I think I'm also just worn out from all the emotion of the past couple of weeks - not that I have been doing anything difficult compared to what evacuees are going through, but listening to people who don't "get it" has just worn me out.
Today, of course, is the four year anniversary of 9-11. It seems that was a world ago and I guess in many ways it was. I lead a very different life now than I did then.
At the time I was working at the radio station and learned about it when I went in that morning. We watched TV for awhile and then the manager sent everyone who didn't have to be there home. He was always wonderful about that.
I went home and thought that I'd take advantage of the day to do some things around the house, but could not tear myself away from the television. I kept trying to, but I'd find myself curled back up on the couch crying, everytime I'd try to get away from it.
It hit me in an odd way - it was four months to the day after my mom's death and I was just getting through the really tough grief part. It was still very fresh and very raw. Very raw. And knowing how grief was, and that all those people were going to experience it en masse, it just seemed like the whole world was going to crumble under the weight of all that grief.
I have felt the same way about the hurricane victims, even though my own grief is more "managed" now. But, there's something about grief that is magnified when many people are suffering at the same time, for the same reason.
I have not watched any television today. The first year it felt like a "celebration" to me more than a commemoration and I haven't wanted to participate in that since then. I'm sure the TV is filled with salutes of various sorts, but I don't want to invite any more sadness into my life.

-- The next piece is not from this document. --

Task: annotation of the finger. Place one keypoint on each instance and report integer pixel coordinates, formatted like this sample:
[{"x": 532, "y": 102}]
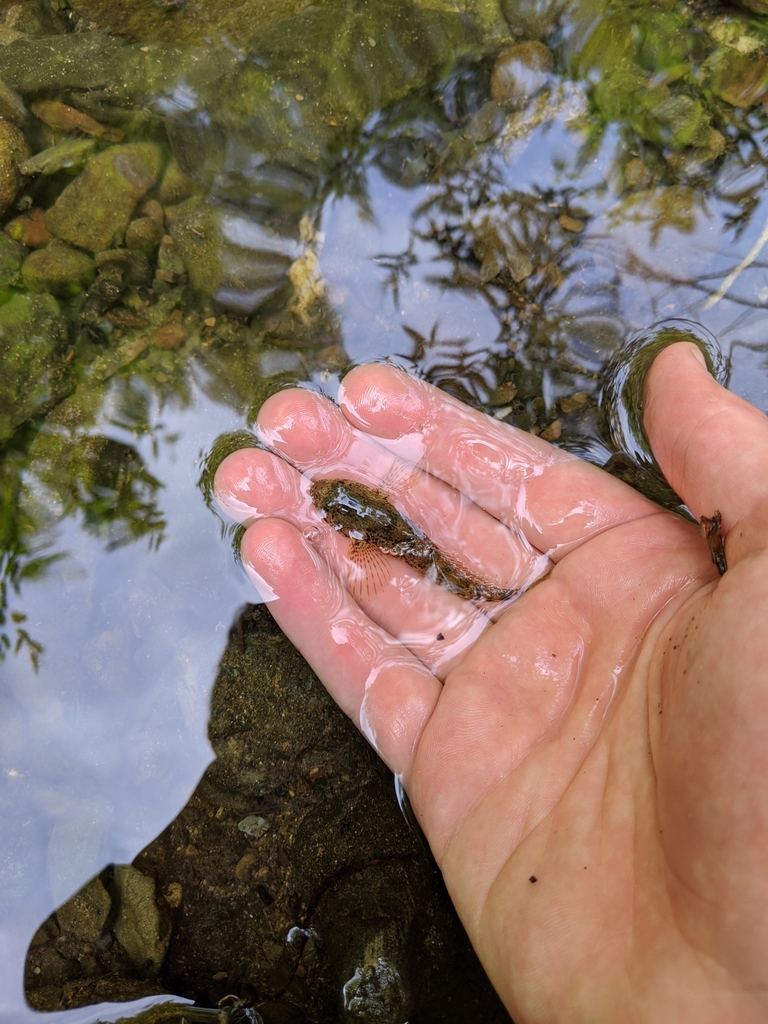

It's not that I don't remember what happened, but I don't want to "celebrate" it in any way.
I'm going to try to get back to a more "normal" sense of posting here, but frankly every time I try to write much these days it just comes off trite if I'm talking about daily life.
But, of course, that's what this blog is about - daily life - so I will get back to that. That does not mean there will not be political posts - those will definitely continue - because I think that is the only way we can make changes.
I looked at the stats last night to see if I had driven away all my readers because of the political stuff, and readership has actually increased.
But, I will also be trying to offer more "normal" things mixed in. I still have not blogged my Puerto Rico or Route 66 trips. Life has just been a really fast merry go round lately and time at the computer has been scarce to do time intensive things like photos. One of these days soon...
But, that's not tonight. I have promised editors that freelance writing will be in their inboxes when them come in Monday morning so I must get about making that happen.